Gentoo Archives: gentoo-dev

From: Nirbheek Chauhan <nirbheek@g.o>
To: gentoo-dev@l.g.o
Subject: Re: [gentoo-dev] Policy for late/slow stabilizations
Date: Sun, 27 Jun 2010 23:09:08
In Reply to: Re: [gentoo-dev] Policy for late/slow stabilizations by Markos Chandras
1 On Mon, Jun 28, 2010 at 3:08 AM, Markos Chandras <hwoarang@g.o> wrote:
2 > On Mon, Jun 28, 2010 at 01:59:42AM +0530, Nirbheek Chauhan wrote:
3 >> Now *this* is a problem.
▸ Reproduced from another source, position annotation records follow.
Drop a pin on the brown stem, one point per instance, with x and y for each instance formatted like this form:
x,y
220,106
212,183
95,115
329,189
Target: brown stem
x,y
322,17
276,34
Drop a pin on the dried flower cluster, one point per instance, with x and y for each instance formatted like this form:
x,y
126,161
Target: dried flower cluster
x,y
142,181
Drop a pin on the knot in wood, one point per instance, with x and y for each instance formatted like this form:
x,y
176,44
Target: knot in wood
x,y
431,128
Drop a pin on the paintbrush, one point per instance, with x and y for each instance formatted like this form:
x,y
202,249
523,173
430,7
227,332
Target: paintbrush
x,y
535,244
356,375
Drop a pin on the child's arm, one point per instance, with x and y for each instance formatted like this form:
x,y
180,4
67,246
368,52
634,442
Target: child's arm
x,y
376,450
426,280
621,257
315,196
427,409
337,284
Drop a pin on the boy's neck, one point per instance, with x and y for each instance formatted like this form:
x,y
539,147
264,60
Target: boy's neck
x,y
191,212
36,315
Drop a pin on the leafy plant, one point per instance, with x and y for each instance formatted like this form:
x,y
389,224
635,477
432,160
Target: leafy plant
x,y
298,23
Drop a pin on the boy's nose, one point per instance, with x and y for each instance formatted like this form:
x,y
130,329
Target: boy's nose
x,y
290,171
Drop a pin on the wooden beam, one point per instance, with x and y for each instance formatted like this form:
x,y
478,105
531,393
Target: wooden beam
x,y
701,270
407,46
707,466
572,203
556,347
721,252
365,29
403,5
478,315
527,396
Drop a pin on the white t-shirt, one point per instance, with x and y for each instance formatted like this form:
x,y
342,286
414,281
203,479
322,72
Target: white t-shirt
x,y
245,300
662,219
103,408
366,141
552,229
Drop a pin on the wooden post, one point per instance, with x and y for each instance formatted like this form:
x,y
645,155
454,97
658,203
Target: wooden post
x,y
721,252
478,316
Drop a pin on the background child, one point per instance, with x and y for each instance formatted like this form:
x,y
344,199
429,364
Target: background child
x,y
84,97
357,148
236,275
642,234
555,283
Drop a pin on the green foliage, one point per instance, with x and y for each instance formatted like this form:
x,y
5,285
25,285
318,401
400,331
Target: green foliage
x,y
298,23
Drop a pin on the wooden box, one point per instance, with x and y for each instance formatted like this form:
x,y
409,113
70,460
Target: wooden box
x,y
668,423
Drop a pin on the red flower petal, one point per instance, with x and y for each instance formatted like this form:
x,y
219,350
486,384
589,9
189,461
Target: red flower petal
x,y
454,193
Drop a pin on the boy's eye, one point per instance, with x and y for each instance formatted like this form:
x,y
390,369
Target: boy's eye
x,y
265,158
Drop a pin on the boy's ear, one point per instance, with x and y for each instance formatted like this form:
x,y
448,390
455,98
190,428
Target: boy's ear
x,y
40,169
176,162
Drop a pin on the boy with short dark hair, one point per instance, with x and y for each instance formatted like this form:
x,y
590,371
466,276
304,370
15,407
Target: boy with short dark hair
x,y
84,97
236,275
We have some bugs, some security bugs that
4 >> have been completely ignored by some arches. Mips as usual is one, but
5 >> recently hppa (and to a much lesser extent, ppc64) have become slow.
6 >>
7 >> To fix this, I suggest the following heuristic:
8 >>
9 >> * If an arch cannot stabilize *security bugs* after 3 months, the
10 >> maintainers are free to drop the vulnerable version.
11 >
12 > What if this version is the only one that is stabled for this arch. Can
13 > you imagine the possible breakage that this action might cause?
14 >
15 > The problem is exactly here.
16 >
17 > If a package has only one version stable for an exotic arch, you cannot
18 > drop it because:
19 >
20 > * you will break packages that depend on it
21 > * you will make users angry
22 >
24 I agree. I didn't mean to imply that these heuristics were in any way
25 complete. I wrote them in a hurry; I only wanted to give an idea of
26 what my opinion on the matter is. We can add the following:
28 * For each arch, stable keywords are to be removed from
29 vulnerable/broken versions one week after newer versions are
30 stabilized on that arch.
31 * If removing stable keywords will lead to a large cascading effect of
32 reverse dependencies losing stable keywords, the 3 month wait should
33 be extended to 6 months or 12 months depending on the brokenness and
34 no. of packages that will get their keywords dropped.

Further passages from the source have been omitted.